What is the difference between very good programmers and excellent programmers? I think it’s only one single thing that makes the difference between excellent programmers and the others, and that’s the ability to “tie the knot”. But let me explain first…
What are very good programmers, anyway? The final product does not matter; I think you don’t need to be an excellent programmer to write excellent software—and likewise, there are excellent programmers which don’t (always) write excellent software. The quality of a programmer better is shown in the ways she programs, not what she programs. And with that said, 80% of the programming jobs (just a SWAG) don’t need any kind of very good programmer, one that knows what she does is good enough for your usual web application or payroll system. The other 20%, however, are commonly known as interesting projects, and having really good to excellent programmers helps here.
Apart from learning various programming techniques, languages, libraries and having general experience in programming, the most important thing that changes during the lifetime of a programmer are the means of abstraction she can use.

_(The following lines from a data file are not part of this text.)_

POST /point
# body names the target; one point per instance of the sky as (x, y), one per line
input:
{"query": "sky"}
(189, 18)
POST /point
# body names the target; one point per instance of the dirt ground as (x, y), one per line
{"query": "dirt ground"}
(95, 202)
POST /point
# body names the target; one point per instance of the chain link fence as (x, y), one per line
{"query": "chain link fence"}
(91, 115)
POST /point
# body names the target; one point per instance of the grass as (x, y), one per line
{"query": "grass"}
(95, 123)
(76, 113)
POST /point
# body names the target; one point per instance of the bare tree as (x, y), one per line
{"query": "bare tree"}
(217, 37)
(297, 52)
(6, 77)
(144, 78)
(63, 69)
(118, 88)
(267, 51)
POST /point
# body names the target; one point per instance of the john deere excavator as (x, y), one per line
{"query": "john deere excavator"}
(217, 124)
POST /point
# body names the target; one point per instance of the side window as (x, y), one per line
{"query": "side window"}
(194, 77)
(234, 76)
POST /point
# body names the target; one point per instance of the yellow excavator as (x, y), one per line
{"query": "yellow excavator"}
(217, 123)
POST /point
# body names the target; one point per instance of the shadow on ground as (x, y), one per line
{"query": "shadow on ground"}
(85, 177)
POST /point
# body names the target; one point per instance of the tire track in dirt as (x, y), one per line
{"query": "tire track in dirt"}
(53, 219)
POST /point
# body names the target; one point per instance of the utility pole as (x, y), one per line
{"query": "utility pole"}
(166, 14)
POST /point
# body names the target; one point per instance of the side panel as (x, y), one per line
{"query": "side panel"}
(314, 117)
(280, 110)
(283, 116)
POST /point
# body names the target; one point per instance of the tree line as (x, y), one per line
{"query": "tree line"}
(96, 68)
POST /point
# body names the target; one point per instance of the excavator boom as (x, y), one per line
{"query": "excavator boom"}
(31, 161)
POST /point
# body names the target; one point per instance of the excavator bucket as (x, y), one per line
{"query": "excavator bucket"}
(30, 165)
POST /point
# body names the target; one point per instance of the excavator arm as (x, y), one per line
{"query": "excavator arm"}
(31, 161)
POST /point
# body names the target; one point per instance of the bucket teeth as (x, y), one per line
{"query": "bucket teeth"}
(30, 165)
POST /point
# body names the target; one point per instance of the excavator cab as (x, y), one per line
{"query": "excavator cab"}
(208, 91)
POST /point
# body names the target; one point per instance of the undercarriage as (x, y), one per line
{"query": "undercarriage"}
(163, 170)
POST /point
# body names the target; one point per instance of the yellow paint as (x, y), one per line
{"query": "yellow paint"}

Most programmers, like it or not, start off with some dialect of Basic. Basically (no pun intended), Basic allows for no means of abstraction, Visual Fred aside. And if it did, the new programmers wouldn’t know how to use it, anyway.
The common procedural languages one often learns next, say C or
Pascal, allow for abstraction from a data point of view, they provide
records and functions and procedures, so you can
abstract how to store the data, and what do to with the data.
After this, most people dabble into object-oriented programming—and if they manage to stay on track (and learn a good OO language), they usually can learn and apply the concepts of OO pretty quickly. Object-orientation allows for further abstraction: due to polymorphism, we can not only abstract the ways data is kept, but also how data is dealt with. A good way to see how far they have progressed is to look at their method definitions, does it more look like imperative or functional code inside?
Given enough time, and some mathematical interest, functional programming is next. (You could do FP before OO, as well—the concepts are orthogonal enough they do not really interfere.) In comparison to OO, encapsulation is not that appraised here, but by means of abstraction, FP allows for things the usual OO developer never would have dreamt of (the more pure and typed the language is, the better this works—no-one cares anymore how pragmatic the language is, at that level!).
Now, say, you’ve become a very good programmer that thinks about continuation monads during breakfast and quickly writes a Prolog implementation in Common Lisp to solve some logical puzzles after lunchtime, what’s missing before you become an excellent programmer?
The thing that’s missing is getting rid of all the abstraction again, to tie the knot, usually by means of a compiler. Computers aren’t made to run maths, they are made to run code. Fortunately, that code even can take maths and produce code, but to make it do that it needs an excellent programmer.
Studying continuations on it’s own is a mathematically interesting thing, but it’s of no use to the computer. When you are able to generate code, however, that rewrites code in continuation passing style in order to use direct jumps and avoid using the stack, so your code runs more efficient and allows for more flexible ways of programming, your CPU will thank you.
“All problems in computer science can be solved by another level of abstraction”, they say, but if you don’t manage to get rid of them when you don’t need them anymore, you don’t need to wonder when your programs are slow, complex, and inefficient.
When you are able to abstract your problem as far as possible, you are a very good programmer; but if you are able to abstract your problem in a way it is most efficient for the machine, you have become an excellent programmer.